當南胥醒來的時候,看到自己演戲用的護士白褂在夜風中呼呼的飛揚,一輪明月與她擦肩而過。嗯,還有流星,咻的一下就沒影了。
她覺得自己很冷靜,作為二十一世紀首個沒有借用任何航天飛行器及外力而自由翱翔在藍天之中的人,她非常的榮幸……不對,非常的絕望!
在看到下麵亮晃晃邊角鑲著金子古色古香的屋頂後,她終於忍不住大叫起來:
“靠,我穿了!”
空氣極速地在身邊撕裂,氧氣稀薄的可怕,耳膜被震動得生疼,南胥大口大口地喘氣,手在空中使勁兒揮舞,企圖劃出個平衡。
“不行,不能交代在這裏。”她努力睜開眼睛,狂風刺激得她一臉淚水。
下降速度越來越快,地麵越來越近。照這個形勢下去,她非摔死不可。南胥猛的甩頭,用牙齒一咬舌尖,刺痛換得她腦袋一時得清明,不過,這樣也夠了。
她迅速抽出腰間的皮帶,朝著旁邊高塔的屋簷一勾。撕拉一聲,皮帶斷了,但好在她的下降趨勢明顯減緩。一不做二不休,她三下五除二地脫掉外衣,迅速扭成一股繩,向著下一個屋簷掛去。
衣服成功掛到了簷角,下降趨勢驟然停下,拉的她手部肌肉猛的一收縮,那酸爽,南胥疼的一抽氣。
啪,這回屋簷斷了,南胥的身子又往下落去。

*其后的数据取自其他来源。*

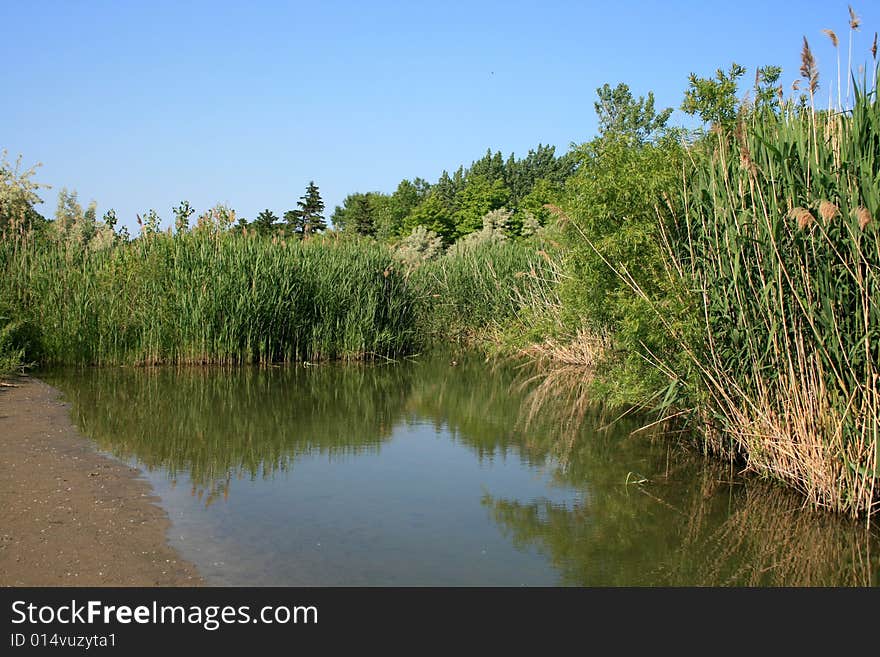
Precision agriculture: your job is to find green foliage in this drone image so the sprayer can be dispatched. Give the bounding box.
[404,189,455,244]
[173,201,195,233]
[455,175,510,237]
[284,180,327,239]
[559,80,684,403]
[0,230,418,364]
[394,226,443,268]
[681,62,748,130]
[251,208,279,235]
[595,82,672,144]
[410,240,551,341]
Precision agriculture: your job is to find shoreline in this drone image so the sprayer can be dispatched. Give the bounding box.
[0,376,204,586]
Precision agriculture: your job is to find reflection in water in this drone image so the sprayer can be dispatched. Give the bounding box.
[46,355,880,586]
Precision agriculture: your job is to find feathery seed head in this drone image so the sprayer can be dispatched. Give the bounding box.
[822,30,840,48]
[819,201,840,221]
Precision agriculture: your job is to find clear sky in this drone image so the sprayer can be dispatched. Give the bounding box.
[0,0,880,228]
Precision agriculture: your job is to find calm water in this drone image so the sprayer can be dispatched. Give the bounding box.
[44,355,880,586]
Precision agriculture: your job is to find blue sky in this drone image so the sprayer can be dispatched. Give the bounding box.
[0,0,880,228]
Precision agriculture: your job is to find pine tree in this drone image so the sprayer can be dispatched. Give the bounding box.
[251,208,278,235]
[284,180,327,238]
[349,194,376,235]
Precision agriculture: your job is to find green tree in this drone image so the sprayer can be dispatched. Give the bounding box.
[454,175,510,236]
[284,180,327,239]
[681,62,744,130]
[595,82,672,144]
[404,192,455,244]
[346,194,376,236]
[251,208,278,235]
[172,201,195,234]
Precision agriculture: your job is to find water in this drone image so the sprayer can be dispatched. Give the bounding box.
[44,354,880,586]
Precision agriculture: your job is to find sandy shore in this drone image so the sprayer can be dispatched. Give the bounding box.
[0,377,201,586]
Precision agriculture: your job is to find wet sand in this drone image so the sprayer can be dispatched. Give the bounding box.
[0,377,202,586]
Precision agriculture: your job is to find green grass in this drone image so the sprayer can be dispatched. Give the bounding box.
[0,231,541,365]
[648,73,880,515]
[0,233,416,365]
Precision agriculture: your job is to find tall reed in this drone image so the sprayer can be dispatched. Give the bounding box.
[0,232,417,364]
[664,72,880,515]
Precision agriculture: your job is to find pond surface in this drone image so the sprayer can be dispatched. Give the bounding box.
[43,354,880,586]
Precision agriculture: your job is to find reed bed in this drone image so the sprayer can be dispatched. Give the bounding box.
[411,241,556,341]
[0,230,549,365]
[0,233,417,365]
[652,72,880,516]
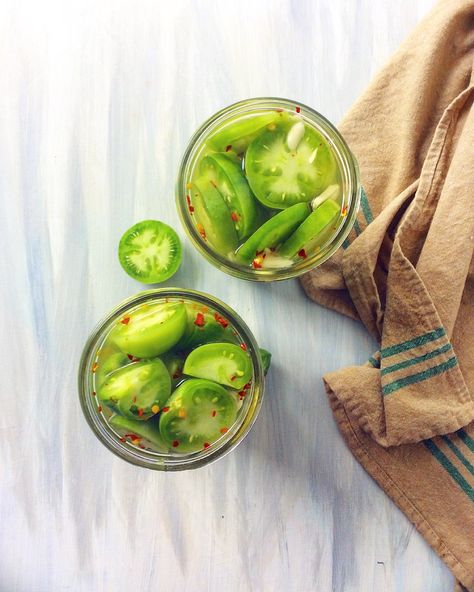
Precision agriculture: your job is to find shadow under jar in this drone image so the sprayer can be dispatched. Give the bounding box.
[79,288,264,471]
[176,98,361,281]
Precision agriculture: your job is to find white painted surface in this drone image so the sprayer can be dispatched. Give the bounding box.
[0,0,452,592]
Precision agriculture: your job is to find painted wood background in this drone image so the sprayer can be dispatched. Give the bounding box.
[0,0,452,592]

不過她也沒指望在這個屋簷能夠停下。
最後一個屋簷,一定要抓住。
借著剛剛緩衝的力道,身體在空中奮力一扭,她都可以聽到背後脊椎超出身體負荷的哢噠聲。
差一點,就差一點。南胥的手劃過了最後一個屋簷,卻未能抓住。
該死!
突然,有一道金色的光芒反射到她眼底,下意識地一抓,竟然被她抓住了!
南胥連忙將另一隻手也用上,死死地抱著這根救命稻草,總算是暫時安全了。
可是,現在還不是放鬆的時候,因為……
“今夜行動都準備好了?”一個男聲從高塔陰影中傳出,帶著嗜殺的氣息,南胥驚的一動都不敢動,但是剛剛下落的響聲已經引起了他們的注意。

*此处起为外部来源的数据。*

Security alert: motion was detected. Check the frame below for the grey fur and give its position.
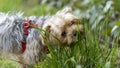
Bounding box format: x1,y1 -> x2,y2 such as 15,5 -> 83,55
0,13 -> 47,64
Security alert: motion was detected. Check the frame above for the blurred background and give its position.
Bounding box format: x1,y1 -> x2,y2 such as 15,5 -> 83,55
0,0 -> 120,68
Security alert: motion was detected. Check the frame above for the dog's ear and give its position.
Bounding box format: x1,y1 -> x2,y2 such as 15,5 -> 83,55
56,7 -> 73,15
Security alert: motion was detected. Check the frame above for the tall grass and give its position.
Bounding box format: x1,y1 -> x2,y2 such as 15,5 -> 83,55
36,20 -> 118,68
0,0 -> 119,68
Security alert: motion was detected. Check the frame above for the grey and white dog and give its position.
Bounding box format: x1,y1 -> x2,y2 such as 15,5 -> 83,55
0,7 -> 83,68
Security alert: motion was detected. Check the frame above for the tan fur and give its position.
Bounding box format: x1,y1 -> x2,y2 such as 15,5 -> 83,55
0,8 -> 83,68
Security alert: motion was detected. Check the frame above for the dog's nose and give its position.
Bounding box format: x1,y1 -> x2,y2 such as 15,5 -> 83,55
72,30 -> 77,36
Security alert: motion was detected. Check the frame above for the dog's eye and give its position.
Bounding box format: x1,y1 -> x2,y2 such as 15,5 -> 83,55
70,21 -> 75,25
61,31 -> 66,37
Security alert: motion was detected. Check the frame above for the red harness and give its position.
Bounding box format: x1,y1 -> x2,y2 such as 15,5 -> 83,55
22,19 -> 37,52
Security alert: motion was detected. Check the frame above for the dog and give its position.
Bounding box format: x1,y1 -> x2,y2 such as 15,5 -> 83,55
0,7 -> 83,68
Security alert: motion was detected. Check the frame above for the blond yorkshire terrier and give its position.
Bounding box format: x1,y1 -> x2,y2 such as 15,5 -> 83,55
0,7 -> 83,68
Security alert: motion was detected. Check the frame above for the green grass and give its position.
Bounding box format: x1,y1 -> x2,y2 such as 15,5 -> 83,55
0,0 -> 119,68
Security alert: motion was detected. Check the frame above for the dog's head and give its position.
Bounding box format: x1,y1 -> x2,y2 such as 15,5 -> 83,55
43,7 -> 83,44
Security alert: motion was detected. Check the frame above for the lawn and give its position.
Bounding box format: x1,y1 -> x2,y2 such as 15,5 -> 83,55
0,0 -> 120,68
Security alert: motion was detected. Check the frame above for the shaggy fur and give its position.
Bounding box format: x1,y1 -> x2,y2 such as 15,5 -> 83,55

“火把,柴油,都已經發放完畢,隻差一聲令下……誰!”
說話聲突然停止,一個蒙麵黑衣男子從塔中破窗而出,明晃晃的刀尖直逼南胥鼻尖。
放手,還是不放手?放手勢必摔死,不放手就要被他刺死,怎麼看這都是個單項選擇題。
南胥一瞪眼,一咬牙。不放!摔下去死的更難看!她緊閉雙眼,死死咬住嘴唇。怕什麼,紅刀子進,白刀子出,一下就行了。
“住手。”一個清朗的聲音傳來,刹那間便到耳邊,南胥剛剛因為害怕而閉上的雙眼霍地睜開,映入眼簾的是一個月牙白的身影。

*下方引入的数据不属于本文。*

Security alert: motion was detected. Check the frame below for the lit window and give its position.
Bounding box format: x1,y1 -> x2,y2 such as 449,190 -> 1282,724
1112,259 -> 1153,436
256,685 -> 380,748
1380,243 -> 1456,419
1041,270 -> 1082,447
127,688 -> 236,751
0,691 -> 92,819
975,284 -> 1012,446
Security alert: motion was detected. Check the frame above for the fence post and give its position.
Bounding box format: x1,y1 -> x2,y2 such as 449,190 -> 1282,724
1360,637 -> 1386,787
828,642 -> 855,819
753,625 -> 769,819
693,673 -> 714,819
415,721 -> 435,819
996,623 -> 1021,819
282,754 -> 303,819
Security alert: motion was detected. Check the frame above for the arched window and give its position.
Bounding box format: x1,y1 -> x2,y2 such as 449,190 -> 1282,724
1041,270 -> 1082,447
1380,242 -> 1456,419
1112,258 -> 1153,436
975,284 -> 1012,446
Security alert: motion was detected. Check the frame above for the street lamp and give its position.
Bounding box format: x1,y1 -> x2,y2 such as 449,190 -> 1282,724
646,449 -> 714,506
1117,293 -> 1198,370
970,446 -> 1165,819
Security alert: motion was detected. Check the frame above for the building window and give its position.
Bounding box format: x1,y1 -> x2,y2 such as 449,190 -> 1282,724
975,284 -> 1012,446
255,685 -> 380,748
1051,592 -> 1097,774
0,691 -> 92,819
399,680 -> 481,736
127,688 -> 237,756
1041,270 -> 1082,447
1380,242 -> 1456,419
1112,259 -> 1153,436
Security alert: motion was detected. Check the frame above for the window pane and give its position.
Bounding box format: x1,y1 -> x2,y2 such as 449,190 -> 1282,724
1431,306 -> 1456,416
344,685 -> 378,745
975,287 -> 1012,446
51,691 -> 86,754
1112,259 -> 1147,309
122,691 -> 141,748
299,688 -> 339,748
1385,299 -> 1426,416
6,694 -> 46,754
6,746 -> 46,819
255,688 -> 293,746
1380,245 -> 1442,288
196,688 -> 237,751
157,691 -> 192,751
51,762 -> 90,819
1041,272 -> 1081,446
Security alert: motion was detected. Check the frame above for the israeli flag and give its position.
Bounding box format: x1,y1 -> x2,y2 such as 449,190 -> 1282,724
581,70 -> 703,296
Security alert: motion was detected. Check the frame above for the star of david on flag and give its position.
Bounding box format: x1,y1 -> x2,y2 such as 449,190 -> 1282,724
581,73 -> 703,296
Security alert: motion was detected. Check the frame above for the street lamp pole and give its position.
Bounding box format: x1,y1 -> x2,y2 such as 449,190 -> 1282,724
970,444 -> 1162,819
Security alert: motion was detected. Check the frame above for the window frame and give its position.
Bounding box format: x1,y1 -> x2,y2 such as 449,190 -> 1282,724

為什麼說它是一道身影呢?因為他快得隻能看到一個白色得影子,倏忽之間便從遠處浮光掠影般地到了她前方,甚至她都沒看見他是從哪裏出來的。
刷——刀劍出鞘的聲音,月牙白的背影速度極快地抽出劍,銀光翻轉,黑衣人的刀就被這輕描淡寫的一劍打偏了,鋒利地刀刃帶著劍氣劃過南胥手上的救命稻草,隨即尖銳刺耳地金屬摩擦聲,救命稻草斷了。
南胥這回淡定得叫都不叫了,什麼叫做飛著飛著就習慣了,死就死唄,大不了重新穿越一次,十八年後依舊是條好漢!
然而,生活中處處充滿著驚悚的小姐妹——驚喜。
就當南胥以為她要掉到地上死得透透的時候,她撞入了一個懷抱。
月牙色的袍子獵獵,一張極具誘惑的俊臉出現在她的麵前。優雅的如同曇花盛開,誘人的如半夜妖姬,清俊與妖邪兩個反義詞被造物者揉雜在一起,絲毫不顯衝突,他就好像用九天聖水澆灌生養出的地獄妖蓮,妖冶又神聖。
南胥從死亡邊緣掙紮著回來後,又忽飛到了九天仙境。